Trilussa e il gatto

Francesco Moisés Bassano“Ciavevo un gatto e lo chiamavo Ajò; / ma, dato ch’era un nome un po’ giudio, / agnedi da un prefetto amico mio / po’ domannaje se potevo o no: / volevo sta’ tranquillo, tantoppiù / ch’ero disposto de chiamallo Ajù. / Bisognerà studià — disse er prefetto — / la vera provenienza de la madre… / Dico: — La madre è un’àngora, ma er padre / era siamese e bazzicava er Ghetto; / er gatto mio, però, sarebbe nato / tre mesi doppo a casa der Curato. / Se veramente ciai ‘ste prove in mano, / me rispose l’amico — se fa presto. / La posizzione è chiara.:— E detto questo / firmò una carta e me lo fece ariano. / Però — me disse — pe’ tranquillità, / è forse mejo che lo chiami Ajà.”

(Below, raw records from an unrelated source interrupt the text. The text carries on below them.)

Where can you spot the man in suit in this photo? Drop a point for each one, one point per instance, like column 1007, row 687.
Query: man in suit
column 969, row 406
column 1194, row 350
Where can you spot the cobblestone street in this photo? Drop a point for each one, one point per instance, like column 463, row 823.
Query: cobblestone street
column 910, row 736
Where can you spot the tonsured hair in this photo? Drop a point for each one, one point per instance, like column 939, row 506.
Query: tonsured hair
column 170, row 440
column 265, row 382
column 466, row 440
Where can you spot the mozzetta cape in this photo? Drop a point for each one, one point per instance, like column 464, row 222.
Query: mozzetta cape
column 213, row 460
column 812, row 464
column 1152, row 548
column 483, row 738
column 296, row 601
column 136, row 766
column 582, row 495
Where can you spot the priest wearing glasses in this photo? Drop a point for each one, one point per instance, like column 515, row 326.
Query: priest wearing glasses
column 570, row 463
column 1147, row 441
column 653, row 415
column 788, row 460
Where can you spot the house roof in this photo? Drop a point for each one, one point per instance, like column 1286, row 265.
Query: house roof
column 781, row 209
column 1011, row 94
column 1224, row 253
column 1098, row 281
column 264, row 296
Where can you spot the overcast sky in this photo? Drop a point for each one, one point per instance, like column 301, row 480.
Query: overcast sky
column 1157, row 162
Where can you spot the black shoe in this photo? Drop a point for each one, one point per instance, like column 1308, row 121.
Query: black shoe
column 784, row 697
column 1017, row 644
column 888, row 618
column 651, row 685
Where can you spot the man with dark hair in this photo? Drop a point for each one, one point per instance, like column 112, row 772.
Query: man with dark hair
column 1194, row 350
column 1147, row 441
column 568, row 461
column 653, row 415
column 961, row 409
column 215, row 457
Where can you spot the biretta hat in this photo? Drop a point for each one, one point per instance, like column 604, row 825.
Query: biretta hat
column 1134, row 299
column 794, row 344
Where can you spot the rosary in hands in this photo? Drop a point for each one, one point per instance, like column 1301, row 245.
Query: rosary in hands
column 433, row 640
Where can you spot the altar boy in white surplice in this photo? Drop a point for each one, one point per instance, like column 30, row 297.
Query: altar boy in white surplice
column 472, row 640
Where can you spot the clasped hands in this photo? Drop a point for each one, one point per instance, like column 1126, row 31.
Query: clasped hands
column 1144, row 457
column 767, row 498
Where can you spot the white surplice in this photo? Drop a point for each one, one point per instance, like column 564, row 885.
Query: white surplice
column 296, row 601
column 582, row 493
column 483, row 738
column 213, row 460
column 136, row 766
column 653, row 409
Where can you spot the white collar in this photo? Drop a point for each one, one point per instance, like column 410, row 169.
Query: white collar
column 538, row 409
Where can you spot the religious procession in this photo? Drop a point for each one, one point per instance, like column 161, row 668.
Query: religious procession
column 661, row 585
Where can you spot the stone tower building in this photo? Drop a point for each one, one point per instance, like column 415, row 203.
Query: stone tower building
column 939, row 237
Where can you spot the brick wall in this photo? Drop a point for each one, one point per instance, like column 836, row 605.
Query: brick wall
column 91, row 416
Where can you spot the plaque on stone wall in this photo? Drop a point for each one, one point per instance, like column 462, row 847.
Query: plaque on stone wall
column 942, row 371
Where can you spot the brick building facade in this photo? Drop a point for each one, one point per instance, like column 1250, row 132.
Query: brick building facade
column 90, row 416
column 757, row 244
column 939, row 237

Questa poesia di Trilussa (Carlo Alberto Salustri 1871-1950), dal titolo “L’Affare de la razza”, era tanto cara a mio nonno Z”l forse anche perché ha come soggetto un gatto – da sempre animale onnipresente nella nostra famiglia -. Fu scritta nel 1940 e mette in mostra con ironia l’idiozia delle leggi razziste del 1938 e dell’invenzione della razza cosiddetta ariana. Come ricorda Mario Avagliano nel libro Di pura razza ariana (Baldini & Castoldi, 2013) venne pubblicata da alcuni fogli clandestini degli antifascisti all’estero, tra cui la “Voce d’Italia” del 1 Giugno 1941. Trilussa più che un antifascista si definiva un non fascista, eppure anche la satira e l’uso del dialetto romanesco all’interno di un regime omologante e totalizzante come il fascismo, possono considerarsi in qualche modo una sorta di resistenza. Proprio perché queste forme riescono più di altre ad evidenziare il ridicolo e il grottesco insiti nel potere e nella sua apparente normalità.